It took a few minutes for the rehab center staff to understand what they were looking at. It looked as though the bird had a plastic bag around its face. As it turned out, someone had slashed the bird's pouch, the body part that dangles below its beak, which pelicans use to collect food. Then, they'd turned the pouch inside out and wrapped it tightly over the pelican's head.

"That was shocking," Russ says.

It required some effort for Russ to peel the pouch away from the bird's head to locate its other wounds. He saw that the animal had been stabbed multiple times. Russ says the bird lost a lot of blood and there was no way he could have reattached the pelican's pouch so it could heal. He didn't think the bird would survive the night and made the decision to euthanize it.

"[The pelican] looked like he would have had a lot of pain to re-heal," Russ says. "There would have been a lot of difficulties. It would have probably been painful to breathe. In a bad way, it was an easy decision to make. Sometimes there's nothing we can do, and it absolutely sucks."

The incident last month wasn't the first time someone mutilated a pelican in the Florida Keys. In 2013, several pelicans were found with their pouches slit on Cudjoe Key and other islands in the Lower Keys. More than a dozen brown pelicans were found with their pouches slashed in late 2014 and early 2015 in Summerland and Cudjoe keys. And in January 2015, a security guard received a call about a mutilated pelican at the Venture Out Resort in Cudjoe Key.

The birds have also been found brutalized in other parts of the state. Earlier this year, a bird-rescue group treated 16 injured pelicans found on the Sunshine Skyway pier in Manatee County.
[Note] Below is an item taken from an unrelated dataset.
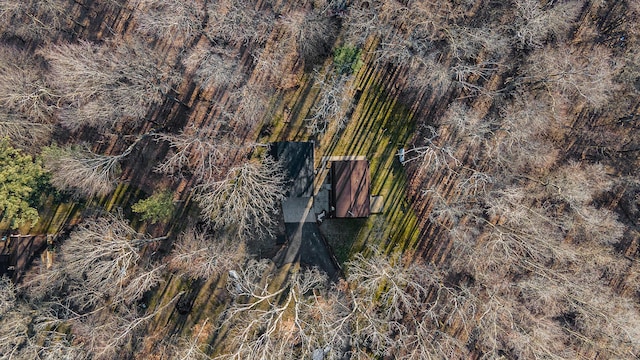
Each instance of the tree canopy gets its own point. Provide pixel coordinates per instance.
(18, 177)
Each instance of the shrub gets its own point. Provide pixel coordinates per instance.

And in 2015, a rescue group took in 18 pelicans that appeared to have been beaten.

Brown pelicans are protected under the Migratory Bird Treaty Act of 1918. It's against the law to injure the birds, and anyone found guilty of doing so is subject to fines and jail time.

The Florida Fish and Wildlife Conservation Commission (FWC) is investigating the recent case from Islamorada, and law-enforcement agencies in the Keys are sharing images of two men who are suspected of mutilating the animal.

An FWC spokesperson told New Times the agency could not discuss the case or provide additional information because it's under investigation, but Florida Keys Weekly reports that FWC investigators have interviewed the two suspects. No charges have been filed, and the suspects' names haven't been released.

Our law enforcement partners with the Florida Fish and Wildlife Conservation Commission are asking for the public's help...

Posted by MCSO - Florida Keys on Friday, March 19, 2021

After the bird was euthanized, the Florida Keys Wild Bird Rehabilitation Center's assistant director, Bayleigh MacHaffie, performed a necropsy — essentially an animal autopsy — and documenting the bird's injuries and appearance in detail.

"I can't confirm a timeframe, but they seemed like very recent injuries," MacHaffie tells New Times. "The blood was fresh. He had a lot of different wounds along his pouch, neck, beak, and head. Some of the wounds were more severe. A couple of slices went through his trachea, his glottis. Some puncture wounds went through the top of his skull. There was a puncture through the roof of the mouth and into the nasal cavity."

The center's executive director, Jordan Budnik, says whoever attacked the pelican must have used significant force to wrestle the skin over the bird. That kind of injury in itself can prove fatal, she says.

"A large-enough slash to a pelican pouch will result in that animal starving," Budnik says. "With tinier lacerations, it's not a problem. But extensive damage to a pouch impedes the animal from feeding itself."

In 1970, the U.S. Fish and Wildlife Service (FWS) declared the brown pelican endangered because of the threat posed by pesticide contamination. The federal government banned general use of the pesticide DDT in 1972, aiding the pelican population's recovery. By 1985, the FWS removed the brown pelican from the endangered list.

The brown pelican used to be on Florida's endangered and threatened species list because of habitat loss and injuries from fishing lines and hooks. It was removed from the endangered species list in 2017 but is now listed as an imperiled species.

It's not clear why pelicans specifically are the target of attacks. Some fishermen surmise it's because the birds can be nuisance. They sometimes snatch what fishermen catch or steal their bait. Budnik, the Florida Keys Wild Bird Rehabilitation Center director, says sometimes people hurt pelicans for a sadistic thrill.

"Maybe a year ago, a gentleman jumped on a pelican in Key West," he says. "Sometimes people just don't have empathy for these animals and do things because they don't feel they're harming them or don't care that they're harming that animal."

MacHaffie, the center's assistant director, says people sometimes hurt animals out of a sense of entitlement or because they feel the animal is an inconvenience — something she says is never justified.

"This might be our space, but it was their space first, and they're just trying to survive," she says. "Even if they attack you, they're just trying to survive. They can't communicate with us to tell us they're scared or that we're in their space. We need to respect those boundaries as humans and try to coexist with these animals."